Figure 3 shows the method followed for creating the 3D‐printed plate lung phantom. The phantom was designed for planning CT images using the TPS. Four plate phantoms with dimensions of 16 × 16 × 1 cm3 were created to include the lung tumor and the fiducial marker used as an internal surrogate. This phantom was designed such that the nanoDot optically simulated luminescence (OSL) dosimeter (Landauer, Inc., Glenwood, IL) could be placed inside the lung tumor. The designed phantom structures were exported as a DICOM‐RT structure file. This file was converted into an STL file using 3D Slicer version 4.7. The STL file was compiled into G‐code, which is used to run the commands that modulate the position, velocity, temperature, and extrusion timing of the 3D printer, using slicing software (Simplify3D version 4.0; Simplify3D, Inc., Cincinnati, OH). The printing parameters were determined with reference to a previous study. The patient‐specific phantom was generated on the basis of the G‐code data using an NJB‐300W personal 3D printer (Ninjabot; LCC, Shizuoka, Japan) with a polylactic acid (PLA) filament, which is a fused deposition modeling‐based 3D printer. The lung region was filled with wood clay. The two nanoDot OSL dosimeters were set into the lung region and one sheet of Gafchromic film (EBT‐XD; Industrial Specialty Products, Wayne, New Jersey) was set in the isocenter plane. Four 3D‐printed plate lung phantoms were inserted into the WEP, which was set at the tip of the robotic arm.

Fig. 3

Method for creating the 3D‐printed plate lung phantom. The phantom was designed for planning CT images using the treatment planning system. Four plate phantoms having dimensions of 16 × 16 × 1 cm3 were created to include the lung tumor and the fiducial marker used as an internal surrogate. The designed phantom structures were exported as a DICOM‐RT structure file. This file was converted into an STL file using 3D Slicer. The STL file was compiled into G‐code using Simplify 3D software. The patient‐specific phantom was generated on the basis of the G‐code data using a 3D printer with a polylactic acid (PLA) filament. The lung region was filled with wood clay. The two nanoDot OSL dosimeters were set into the lung region and one sheet of Gafchromic film was set in the isocenter plane. Four 3D‐printed plate lung phantoms were inserted into the water‐equivalent phantom, which was set at the tip of the robotic arm.

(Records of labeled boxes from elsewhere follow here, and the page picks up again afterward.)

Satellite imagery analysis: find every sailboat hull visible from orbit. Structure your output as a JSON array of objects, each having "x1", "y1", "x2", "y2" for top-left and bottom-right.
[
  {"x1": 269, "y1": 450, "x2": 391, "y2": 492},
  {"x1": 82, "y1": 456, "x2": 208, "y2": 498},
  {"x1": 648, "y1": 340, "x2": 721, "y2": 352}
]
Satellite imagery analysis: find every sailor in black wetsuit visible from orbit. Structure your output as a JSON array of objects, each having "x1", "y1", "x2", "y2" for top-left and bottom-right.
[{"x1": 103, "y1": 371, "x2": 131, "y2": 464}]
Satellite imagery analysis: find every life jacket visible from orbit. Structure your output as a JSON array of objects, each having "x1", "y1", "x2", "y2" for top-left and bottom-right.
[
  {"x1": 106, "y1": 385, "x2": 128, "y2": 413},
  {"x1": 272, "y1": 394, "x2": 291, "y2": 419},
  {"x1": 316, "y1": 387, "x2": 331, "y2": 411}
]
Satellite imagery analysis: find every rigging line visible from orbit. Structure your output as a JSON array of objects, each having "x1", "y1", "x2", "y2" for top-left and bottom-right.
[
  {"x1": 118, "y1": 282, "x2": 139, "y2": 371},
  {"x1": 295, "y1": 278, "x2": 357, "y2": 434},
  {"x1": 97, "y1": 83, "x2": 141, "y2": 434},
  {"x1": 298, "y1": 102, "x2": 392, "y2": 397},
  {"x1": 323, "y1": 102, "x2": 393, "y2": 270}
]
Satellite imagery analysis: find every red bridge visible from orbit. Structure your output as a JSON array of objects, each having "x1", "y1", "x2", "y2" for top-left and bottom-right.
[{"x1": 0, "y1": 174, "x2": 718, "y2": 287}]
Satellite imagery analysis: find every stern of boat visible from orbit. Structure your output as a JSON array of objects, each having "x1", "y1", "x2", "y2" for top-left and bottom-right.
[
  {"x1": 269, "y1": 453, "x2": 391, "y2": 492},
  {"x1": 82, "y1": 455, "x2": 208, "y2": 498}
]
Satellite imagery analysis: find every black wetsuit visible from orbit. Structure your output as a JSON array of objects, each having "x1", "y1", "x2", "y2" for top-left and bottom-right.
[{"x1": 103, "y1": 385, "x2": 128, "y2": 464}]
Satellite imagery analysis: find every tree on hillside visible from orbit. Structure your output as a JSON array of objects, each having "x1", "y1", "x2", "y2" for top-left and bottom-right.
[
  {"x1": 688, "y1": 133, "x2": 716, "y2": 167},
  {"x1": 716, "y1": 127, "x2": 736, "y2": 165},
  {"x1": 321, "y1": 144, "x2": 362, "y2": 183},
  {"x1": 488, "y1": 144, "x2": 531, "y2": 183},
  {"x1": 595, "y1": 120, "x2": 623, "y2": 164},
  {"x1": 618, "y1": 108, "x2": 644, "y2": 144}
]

Reproduce 3D respiratory motion using dynamic robotic moving phantom

Figure 4 schematically shows how the 3D respiratory motion is reproduced using the developed dynamic robotic moving phantom system. First, the 3D respiratory motion of the lung tumor was measured using SyncTraX before treatment for each patient. Then, the 3D coordinates of the fiducial marker used as an internal surrogate were recorded at 30 Hz in a log file. Second, the 3D coordinate data were interpolated with the third‐order spline and upsampled to 5 ms to acquire the reference position in order to drive the dynamic robotic moving phantom. For online compensation of the communication delay between the external controller, the robot controller, and the dynamic robotic moving phantom system and the difference between the reference position and the robot tip position, augmented reference position data were acquired using the velocity and acceleration of the interpolated coordinated data. These data were sent to the robot controller via a TCP/IP connection. Third, the augmented reference position in the treatment room coordinate system was transferred into that in the joint coordinate system of the dynamic robotic moving phantom via inverse kinematics calculation in the robot controller. The command values for driving each joint were sent from the robot controller to the dynamic robotic moving phantom. Then, the dynamic robotic moving phantom reproduced the 3D respiratory motion of the lung tumor. The driving accuracy of the dynamic robotic moving phantom was <0.5 mm. Finally, driving signals of each joint of the dynamic robotic moving phantom were sent to the robot controller. Then, these signals in the joint coordinate system were transferred into those in the treatment room coordinate system via forward kinematics calculation, and they were recorded in a log file.

Fig. 4

Schematic showing how 3D respiratory motion is reproduced using the developed dynamic robotic moving phantom system.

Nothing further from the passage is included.